Hundreds of IDF soldiers who took part in anthrax vaccine testing over a decade ago will receive compensation from the government for damages and health complications they suffered as a result of the trials.

According to a deal brokered between the plaintiffs and the Defense Ministry, which was authorized by a court on Sunday, a NIS 21 million ($6 million) fund will be set up for the benefit of the soldiers who participated in the trials, Channel 2 reported.

Testing began in the early 2000s, when defense officials assessed that a biological attack containing anthrax pathogens was a present danger, and that Israel should develop vaccines for public deployment. Approximately 700 soldiers agreed to take part in the medical trials and were told they were completely safe.

However, according to the civil lawsuit filed in 2010, many of the volunteers suffered from serious side effects including digestion and respiratory issues, joint problems, rashes, headaches and more.

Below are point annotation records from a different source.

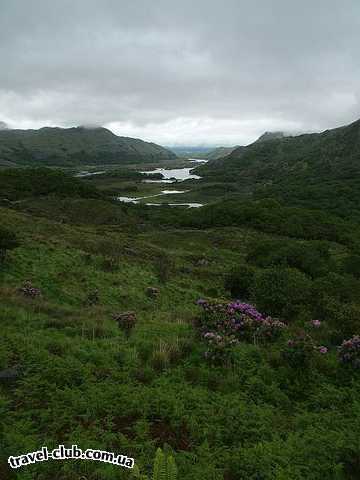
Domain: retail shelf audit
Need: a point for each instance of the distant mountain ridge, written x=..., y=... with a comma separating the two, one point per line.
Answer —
x=75, y=146
x=318, y=170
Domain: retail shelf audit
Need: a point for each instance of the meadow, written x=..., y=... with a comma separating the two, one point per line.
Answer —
x=252, y=400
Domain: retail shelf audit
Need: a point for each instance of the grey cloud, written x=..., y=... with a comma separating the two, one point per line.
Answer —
x=181, y=72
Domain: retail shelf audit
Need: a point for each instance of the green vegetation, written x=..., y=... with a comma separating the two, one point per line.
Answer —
x=74, y=147
x=312, y=171
x=105, y=344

The Defense Ministry maintains that the research was conducted “with the utmost safety,” that the injections given to soldiers contained substances regularly used in standard vaccines, and that volunteers were never at risk of contracting anthrax. The ministry never denied, however, that the plaintiffs were entitled to medical treatment and compensation for their health issues.

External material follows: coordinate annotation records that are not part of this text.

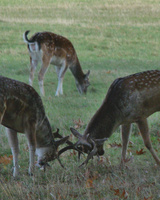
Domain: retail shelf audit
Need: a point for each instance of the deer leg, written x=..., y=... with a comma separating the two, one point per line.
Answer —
x=143, y=127
x=31, y=136
x=33, y=64
x=13, y=142
x=60, y=74
x=125, y=130
x=45, y=65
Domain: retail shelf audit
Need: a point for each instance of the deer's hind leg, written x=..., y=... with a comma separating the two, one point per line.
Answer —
x=33, y=64
x=31, y=137
x=143, y=127
x=13, y=142
x=125, y=130
x=60, y=74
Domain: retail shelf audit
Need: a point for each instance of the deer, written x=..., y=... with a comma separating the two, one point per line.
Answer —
x=22, y=110
x=130, y=99
x=50, y=48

“After four years of intensive deliberations the plaintiffs accepted the Defense Ministry’s offer,” a statement from the Central Region District Court said, adding that this was then ratified by court president Justice Hila Gerstel.

Each of the 92 soldiers who participated in the lawsuit is to receive NIS 36,000 in damages. The remaining NIS 18 million will be divided between the rest of the participants in the trials.

The plaintiffs expressed satisfaction with the deal, saying in a statement that they “set out to fight for the IDF’s moral image,” and expressed thanks to “those who sit in decision-making positions today for [their] fairness and the responsibility which guided them on the way to a settlement.”